一般に、冷凍機は、蒸発ガスを再凝縮する必要から上側の真空容器の上部中央位置や、上下一対の真空容器を結合する側方支持部材の上方位置に設置されている(例えば、特許文献1〜3参照)。
また、超伝導コイルに励磁電流を供給するパワーリード等を備えたサービスポートとして、着脱式とされたもの(例えば、特許文献4参照)や、液体ヘリウムを補給する補給口を備えたものが開示されている(例えば、特許文献5参照)。
【0005】
【特許文献1】特開2002−17705号公報
【特許文献2】特開2005−237417号公報
【特許文献3】特開2005−185551号公報
【特許文献4】特開平5−217743号公報
【特許文献5】特開2004−51475号公報
【発明の開示】
【発明が解決しようとする課題】
【0006】
ところで、前記した従来の特許文献5に記載された技術では、冷凍機、パワーリード、および補給口が近接配置された構成となっており、特許文献1〜3に示したような装置においてこのような構成を採用すると、冷凍機に関連するメンテナンス作業、パワーリードの着脱作業、および補給口を通じた液体ヘリウムの補給作業を同時に行うことができない。
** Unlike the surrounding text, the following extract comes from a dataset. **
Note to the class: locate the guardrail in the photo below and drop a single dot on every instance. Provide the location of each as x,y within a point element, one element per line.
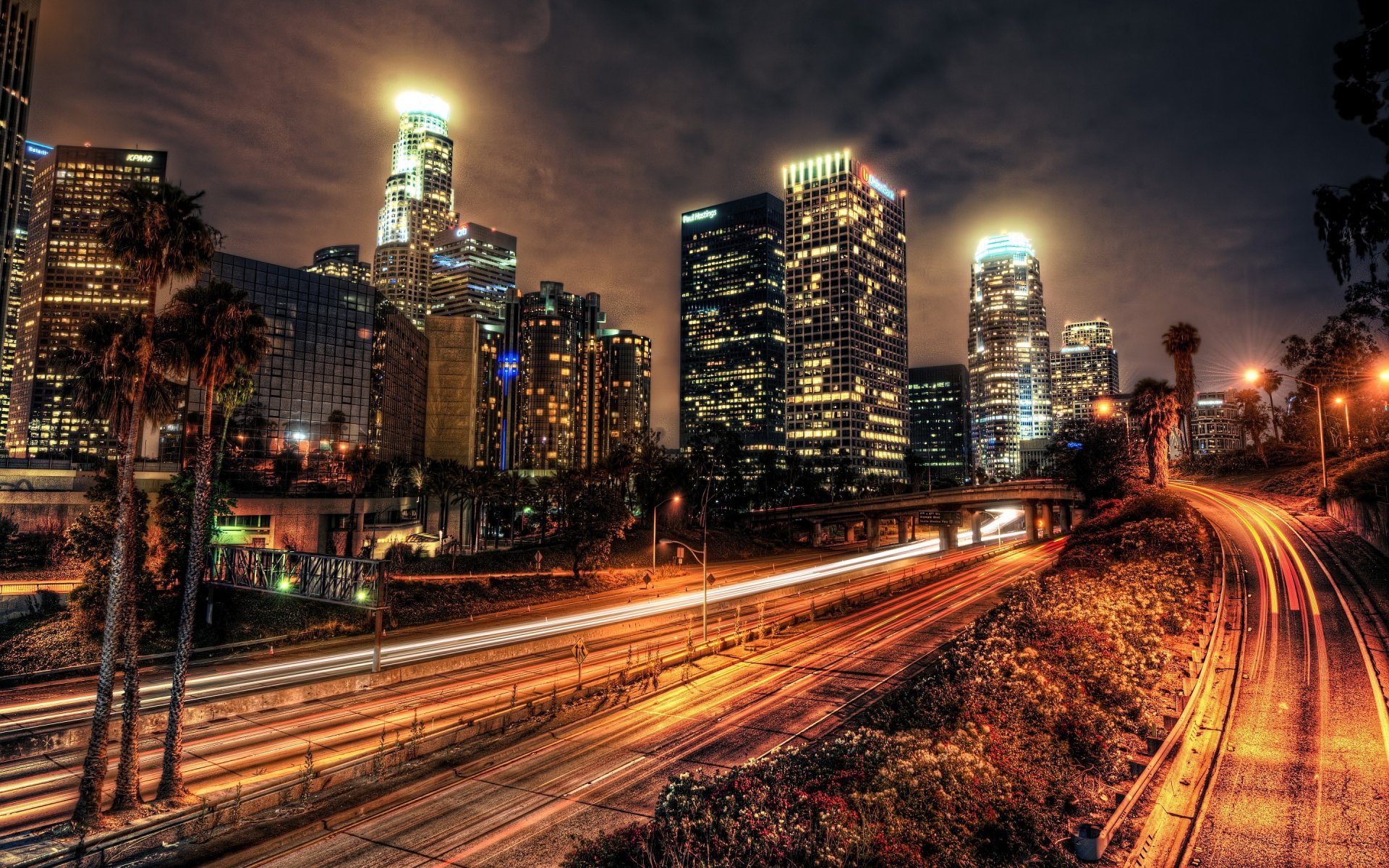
<point>1091,843</point>
<point>234,803</point>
例えば、冷凍機に関連するメンテナンス作業時には、パワーリードが邪魔であり、また、パワーリードの着脱作業時には、冷凍機が邪魔であった。
また、冷凍機と、パワーリードが接続されるパワーリードポートとを近接配置すると、これらを合わせた全体の形状が大型化したり、冷凍機のポートを冷凍機の外形に合わせた円筒形として構成することができない等、形状が複雑になるおそれもある。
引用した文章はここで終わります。